For most retailers, sales associates are their best weapon
If you only looked at the headlines coming out of next-gen retail, you’d think the future of bricks-and-mortar is some kind of robotic paradise of self-checkout kiosks, locker pickups, or Amazon Go’s surveillance-powered, cashierless tech marvel.
And while there’s undoubtedly value in creating this kind of frictionless in-store experience for consumers, the trend ignores one of a retailer’s greatest assets — the sales associate.
While high labor costs often drive retailers to under-staff storefronts, or cut hours for sales associates, they ignore the real impact salespeople can have on a business’s bottom line. When retailers favor automation at all costs, they’re quite simply losing out on one of their best opportunities to drive customer loyalty and upsells.
While high labor costs often drive retailers to under-staff storefronts, or cut hours for sales associates, they ignore the real impact salespeople can have on a business’s bottom line.
“In one case our analysis showed that every extra dollar the chain spent on payroll would generate anywhere from $4 to $28 in additional revenue, depending on the store,” a paper in the Harvard Business Review reports. “The retailer’s customer surveys revealed why: The two most important drivers of customer satisfaction were the ability to find an associate who could provide assistance and whether that person was knowledgeable…”.
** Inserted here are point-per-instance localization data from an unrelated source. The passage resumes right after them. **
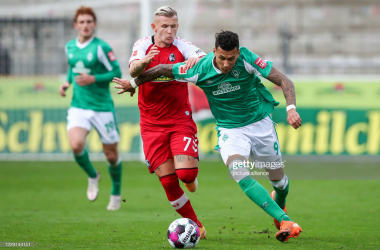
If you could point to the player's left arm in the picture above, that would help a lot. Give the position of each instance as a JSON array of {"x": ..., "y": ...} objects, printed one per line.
[
  {"x": 108, "y": 59},
  {"x": 192, "y": 53},
  {"x": 149, "y": 75},
  {"x": 287, "y": 86}
]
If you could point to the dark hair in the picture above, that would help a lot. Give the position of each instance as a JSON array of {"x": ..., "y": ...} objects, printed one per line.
[
  {"x": 84, "y": 10},
  {"x": 226, "y": 40}
]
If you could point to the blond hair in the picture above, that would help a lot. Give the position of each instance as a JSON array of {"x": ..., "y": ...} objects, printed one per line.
[{"x": 166, "y": 11}]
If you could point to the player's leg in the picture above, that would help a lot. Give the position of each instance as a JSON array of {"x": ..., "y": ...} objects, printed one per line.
[
  {"x": 269, "y": 150},
  {"x": 78, "y": 127},
  {"x": 106, "y": 125},
  {"x": 115, "y": 169},
  {"x": 176, "y": 196},
  {"x": 236, "y": 159},
  {"x": 184, "y": 147},
  {"x": 160, "y": 161}
]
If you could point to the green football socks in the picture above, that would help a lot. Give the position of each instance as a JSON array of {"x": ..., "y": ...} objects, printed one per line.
[
  {"x": 282, "y": 189},
  {"x": 115, "y": 173},
  {"x": 259, "y": 195},
  {"x": 84, "y": 162}
]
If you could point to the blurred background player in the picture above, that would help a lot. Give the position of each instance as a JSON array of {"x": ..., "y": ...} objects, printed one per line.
[
  {"x": 168, "y": 131},
  {"x": 92, "y": 65},
  {"x": 241, "y": 106}
]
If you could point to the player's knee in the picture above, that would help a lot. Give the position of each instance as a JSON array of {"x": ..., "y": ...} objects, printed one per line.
[
  {"x": 112, "y": 158},
  {"x": 77, "y": 147},
  {"x": 281, "y": 184},
  {"x": 187, "y": 175},
  {"x": 169, "y": 181}
]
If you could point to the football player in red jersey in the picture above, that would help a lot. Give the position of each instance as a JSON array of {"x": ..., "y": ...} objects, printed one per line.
[{"x": 168, "y": 131}]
And that gets to the heart of a truly effective sales force — those employees must be equipped with Relationship Commerce tools and training to be truly effective. While data, metrics, machine learning, and artificial intelligence help establish a rapport with consumers, there shouldn’t be anything artificial about it. At heart, Relationship Commerce is a 360-degree understanding of your customer that always comes back to the person.
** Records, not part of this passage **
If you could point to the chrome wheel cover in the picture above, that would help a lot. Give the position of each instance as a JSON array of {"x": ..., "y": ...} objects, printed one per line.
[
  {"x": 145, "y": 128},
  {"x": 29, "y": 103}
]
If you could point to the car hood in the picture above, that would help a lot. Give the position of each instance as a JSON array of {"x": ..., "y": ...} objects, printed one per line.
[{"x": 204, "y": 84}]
As former Vitamin Shoppe CEO Colin Watts said at NRF 2019, “The aha moment at the Vitamin Shoppe was recognizing that we could develop with Ordergroove a recurring revenue model that would allow us to take our best sales people and marry them to a subscription program… When a customer walked up to the cash register, our sales associate could say, ‘Hey, it looks like you’ve bought this product once, maybe twice, from us already. Do you think you’re going to be buying this regularly? If so, we can give you a 10% discount right now and we can put you into our auto-delivery program.’ And it created an instantaneous omni-relationship with the Vitamin Shoppe customer.”
At heart, Relationship Commerce is a 360-degree understanding of your customer that always comes back to the person.
That HBR study found much the same: “The optimization approach we’ve developed can be used by omnichannel retailers too. They need to recognize that associates drive sales not only in stores but also on the web—by, for example, encouraging customers to create online accounts with the company.”
Quite simply, no one is engaging in a conversation, or asking advice from, a self-service checkout. And if retailers want to engage with customers in a way that will drive loyalty and convenience, they ignore sales associates at their own peril.